Şüpheli sıfatıyla savunması alınan Faruk Şimşek'in cep telefonunda yapılan incelemede, "Between 09-13" ve "Canavar Meclisi" isimli Whatsapp gruplarının kayıtlı olduğu, gruplarda yapılan yazışmaların ekran görüntüsü alındığı kaydedilen iddianamede, tüm şüphelilerden ele geçirilen telefonlarından yazılan mesajların içeriği ve yazılmış oldukları zaman dilimi, darbe faaliyetleri kapsamında bilinçli şekilde ve takviye güç olarak Yalova'dan İstanbul'a geldiklerinin ortaya çıktığı belirtildi.
Mesajların yazıldığı saatlerden çok daha önce sosyal medyada olayın darbe kalkışması olduğuna yönelik haberlerin yayıldığı, mobil telefon cihazları bulunan ve internet hattı üzerinden birbirleriyle iletişime geçen rütbeli personelin bu haberlere ulaşamamış olmalarının hayatın olağan akışına uygun olmadığı vurgulanan iddianamede, ''Kaldı ki şüphelilerin, sokağa dökülen vatandaşların söylemleri ve güvenlik güçlerinin ‘teslim olun' çağrılarına uzun süre duyarsız kaldıkları anlaşılmaktadır.

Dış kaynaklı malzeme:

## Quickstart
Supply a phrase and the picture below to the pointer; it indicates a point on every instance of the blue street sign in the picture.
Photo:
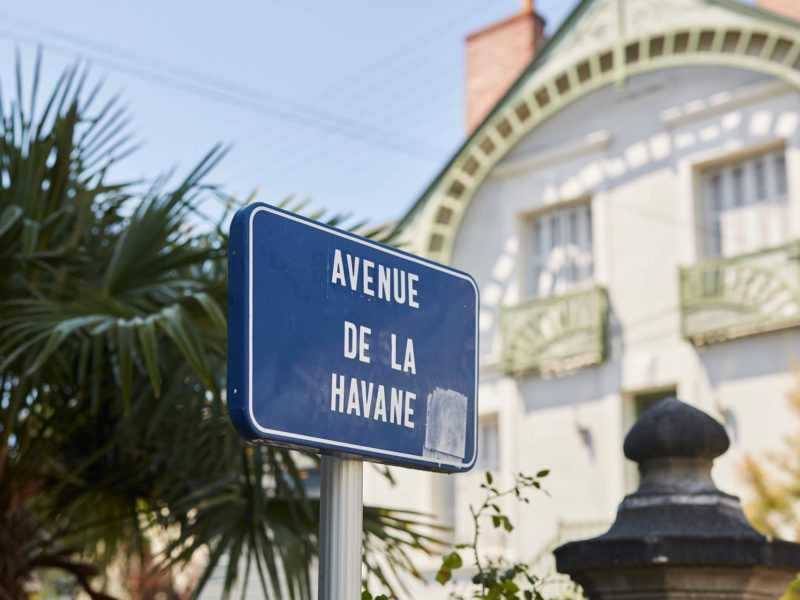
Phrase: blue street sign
(346, 346)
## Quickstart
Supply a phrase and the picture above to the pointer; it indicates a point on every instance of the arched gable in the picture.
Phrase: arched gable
(605, 46)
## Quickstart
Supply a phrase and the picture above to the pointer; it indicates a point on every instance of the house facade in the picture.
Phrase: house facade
(630, 209)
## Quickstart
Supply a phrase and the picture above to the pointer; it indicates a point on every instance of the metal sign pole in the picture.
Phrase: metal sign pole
(340, 528)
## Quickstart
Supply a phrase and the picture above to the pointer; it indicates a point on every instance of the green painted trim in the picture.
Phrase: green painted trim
(539, 96)
(705, 294)
(522, 354)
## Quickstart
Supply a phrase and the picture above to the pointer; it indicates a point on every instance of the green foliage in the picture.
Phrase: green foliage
(113, 425)
(494, 578)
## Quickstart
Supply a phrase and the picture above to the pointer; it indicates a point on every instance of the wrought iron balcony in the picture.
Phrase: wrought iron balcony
(728, 298)
(554, 334)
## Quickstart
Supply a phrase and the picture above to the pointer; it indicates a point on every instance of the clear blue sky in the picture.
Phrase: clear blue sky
(355, 104)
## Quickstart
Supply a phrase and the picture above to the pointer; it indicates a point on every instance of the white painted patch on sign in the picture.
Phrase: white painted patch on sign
(445, 435)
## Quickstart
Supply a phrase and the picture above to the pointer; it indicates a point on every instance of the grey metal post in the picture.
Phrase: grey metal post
(340, 528)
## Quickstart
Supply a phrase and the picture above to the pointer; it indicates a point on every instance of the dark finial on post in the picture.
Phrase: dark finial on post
(678, 536)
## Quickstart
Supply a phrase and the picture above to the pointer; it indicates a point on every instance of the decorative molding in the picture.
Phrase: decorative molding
(723, 102)
(555, 334)
(592, 142)
(728, 298)
(735, 41)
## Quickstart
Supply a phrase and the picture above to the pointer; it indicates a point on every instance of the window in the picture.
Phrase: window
(560, 251)
(488, 444)
(745, 205)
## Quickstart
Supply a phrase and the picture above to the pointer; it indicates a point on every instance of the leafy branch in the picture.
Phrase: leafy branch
(494, 578)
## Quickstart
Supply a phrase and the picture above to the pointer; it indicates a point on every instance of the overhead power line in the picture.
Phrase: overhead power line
(237, 95)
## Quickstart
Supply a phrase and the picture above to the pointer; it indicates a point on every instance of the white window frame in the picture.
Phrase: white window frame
(552, 269)
(744, 202)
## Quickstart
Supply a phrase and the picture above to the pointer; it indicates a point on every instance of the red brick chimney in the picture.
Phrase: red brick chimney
(787, 8)
(496, 55)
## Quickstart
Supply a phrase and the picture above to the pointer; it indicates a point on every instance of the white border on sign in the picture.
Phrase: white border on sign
(343, 445)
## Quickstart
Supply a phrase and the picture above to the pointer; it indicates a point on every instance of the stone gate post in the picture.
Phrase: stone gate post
(678, 537)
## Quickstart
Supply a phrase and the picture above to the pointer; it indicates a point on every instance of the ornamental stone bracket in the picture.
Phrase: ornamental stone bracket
(554, 334)
(678, 537)
(727, 298)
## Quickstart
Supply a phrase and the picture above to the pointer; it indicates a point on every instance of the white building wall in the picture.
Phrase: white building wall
(635, 152)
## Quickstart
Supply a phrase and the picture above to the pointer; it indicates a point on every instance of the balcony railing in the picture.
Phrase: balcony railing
(728, 298)
(554, 334)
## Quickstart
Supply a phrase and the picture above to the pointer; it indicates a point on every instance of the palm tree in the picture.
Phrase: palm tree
(114, 437)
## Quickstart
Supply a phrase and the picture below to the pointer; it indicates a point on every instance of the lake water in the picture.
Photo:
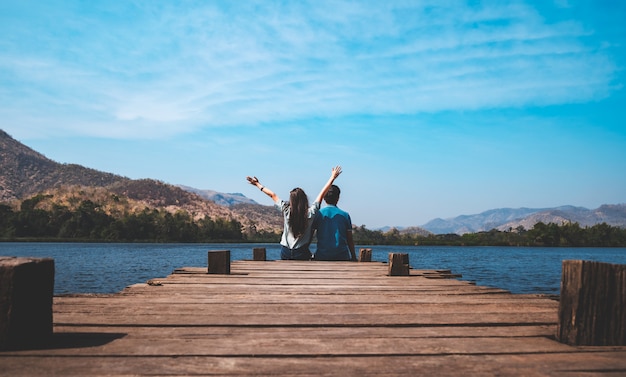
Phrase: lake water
(109, 267)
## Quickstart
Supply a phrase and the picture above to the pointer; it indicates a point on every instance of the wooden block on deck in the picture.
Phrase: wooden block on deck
(365, 255)
(259, 254)
(26, 291)
(219, 262)
(398, 264)
(592, 306)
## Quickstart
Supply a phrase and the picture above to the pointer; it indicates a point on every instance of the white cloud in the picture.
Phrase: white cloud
(171, 69)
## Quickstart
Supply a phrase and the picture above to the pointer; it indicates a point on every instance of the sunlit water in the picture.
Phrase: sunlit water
(109, 267)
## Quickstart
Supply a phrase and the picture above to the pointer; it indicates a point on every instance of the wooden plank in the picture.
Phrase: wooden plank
(593, 304)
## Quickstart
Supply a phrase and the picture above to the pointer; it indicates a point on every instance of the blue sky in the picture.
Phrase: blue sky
(433, 108)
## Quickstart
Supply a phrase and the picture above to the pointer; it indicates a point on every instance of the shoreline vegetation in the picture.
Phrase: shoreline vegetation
(87, 222)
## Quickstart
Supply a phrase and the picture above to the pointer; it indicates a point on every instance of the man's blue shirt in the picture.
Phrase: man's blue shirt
(332, 225)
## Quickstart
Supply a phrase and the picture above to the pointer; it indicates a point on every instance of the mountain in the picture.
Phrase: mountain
(511, 218)
(220, 197)
(25, 172)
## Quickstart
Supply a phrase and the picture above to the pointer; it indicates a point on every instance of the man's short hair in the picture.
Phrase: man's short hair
(332, 195)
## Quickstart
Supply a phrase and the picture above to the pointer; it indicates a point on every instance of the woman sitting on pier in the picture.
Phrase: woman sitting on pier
(298, 217)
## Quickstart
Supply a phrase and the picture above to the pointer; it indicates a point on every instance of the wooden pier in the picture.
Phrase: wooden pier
(308, 319)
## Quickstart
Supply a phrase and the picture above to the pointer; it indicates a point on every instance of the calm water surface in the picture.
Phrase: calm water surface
(108, 268)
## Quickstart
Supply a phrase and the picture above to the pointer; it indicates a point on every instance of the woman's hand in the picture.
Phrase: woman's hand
(336, 171)
(253, 180)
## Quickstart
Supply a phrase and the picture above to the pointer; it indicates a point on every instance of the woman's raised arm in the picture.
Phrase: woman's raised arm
(255, 182)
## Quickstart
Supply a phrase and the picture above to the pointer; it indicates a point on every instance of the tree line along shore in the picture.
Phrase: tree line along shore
(88, 223)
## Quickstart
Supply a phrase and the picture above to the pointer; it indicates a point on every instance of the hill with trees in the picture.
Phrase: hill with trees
(43, 184)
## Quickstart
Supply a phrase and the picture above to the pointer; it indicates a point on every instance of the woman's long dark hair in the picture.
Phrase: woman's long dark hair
(299, 209)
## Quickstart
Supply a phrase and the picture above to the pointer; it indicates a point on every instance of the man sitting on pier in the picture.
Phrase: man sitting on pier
(334, 230)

Aralarında yaptıkları yazışmaların (mesajlaşmaların) içerikleri, kalkışmadan haberdar olduklarını göstermektedir. Bu nedenlerden dolayı, şüphelilerin kalkışmadan haberdar olmamalarının mümkün olmadığı, kendi iradi davranışları ile değil, kalkışmanın başarısız olmasından dolayı zorunlu olarak teslim oldukları, emir - komuta içerisinde hareket eden rütbeli personelin darbe girişiminde aktif rol oynadıkları değerlendirilmiştir.'' denildi.